Experimental evaluation of state-of-the-art LLM-based theorem provers on the FormalMATH benchmark reveals considerable limitations of current systems. The models achieve a maximum success rate of only 16.46% under feasible sampling configurations, highlighting significant domain bias and over-reliance on automated tactics. Furthermore, the paper identifies an inverse relationship between natural-language guidance and proof success in chain-of-thought reasoning contexts, suggesting that informal reasoning often introduces ambiguity rather than aiding formal reasoning processes.

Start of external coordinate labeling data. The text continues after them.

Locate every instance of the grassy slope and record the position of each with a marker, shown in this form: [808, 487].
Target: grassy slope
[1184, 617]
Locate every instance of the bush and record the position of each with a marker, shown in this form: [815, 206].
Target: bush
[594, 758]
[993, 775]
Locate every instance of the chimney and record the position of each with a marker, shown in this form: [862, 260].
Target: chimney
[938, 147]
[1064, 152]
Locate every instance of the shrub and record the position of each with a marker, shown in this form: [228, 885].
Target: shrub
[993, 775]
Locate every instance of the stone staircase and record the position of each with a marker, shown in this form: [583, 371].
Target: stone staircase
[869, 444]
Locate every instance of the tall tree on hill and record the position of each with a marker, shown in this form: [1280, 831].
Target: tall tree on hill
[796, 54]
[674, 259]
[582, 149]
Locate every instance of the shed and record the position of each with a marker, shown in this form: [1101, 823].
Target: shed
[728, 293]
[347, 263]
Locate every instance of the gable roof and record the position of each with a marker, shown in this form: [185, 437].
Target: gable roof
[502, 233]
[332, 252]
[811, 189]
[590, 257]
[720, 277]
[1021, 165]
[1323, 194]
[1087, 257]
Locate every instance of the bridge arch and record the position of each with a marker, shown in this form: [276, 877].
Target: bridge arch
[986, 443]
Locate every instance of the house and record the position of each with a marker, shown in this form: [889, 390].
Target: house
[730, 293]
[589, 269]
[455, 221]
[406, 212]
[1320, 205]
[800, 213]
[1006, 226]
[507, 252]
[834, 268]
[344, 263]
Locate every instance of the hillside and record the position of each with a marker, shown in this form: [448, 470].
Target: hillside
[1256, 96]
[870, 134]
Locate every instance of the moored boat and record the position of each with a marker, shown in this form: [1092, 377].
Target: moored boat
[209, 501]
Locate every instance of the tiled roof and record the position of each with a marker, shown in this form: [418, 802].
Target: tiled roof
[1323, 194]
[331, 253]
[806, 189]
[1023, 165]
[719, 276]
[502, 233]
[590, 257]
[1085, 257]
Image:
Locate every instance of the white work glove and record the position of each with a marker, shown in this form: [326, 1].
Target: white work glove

In terms of implications, the research emphasizes the need for improving cross-domain generalizability and deductive rigor within LLM-based mathematics reasoning systems. Future work might explore more sophisticated reinforcement learning approaches, improve algorithmic search strategies, and advance model architecture to bridge the gap between human-like informal reasoning and machine-oriented formal reasoning. Ultimately, the FormalMATH benchmark is posited as a robust tool for pushing the boundaries of formal reasoning in artificial intelligence research.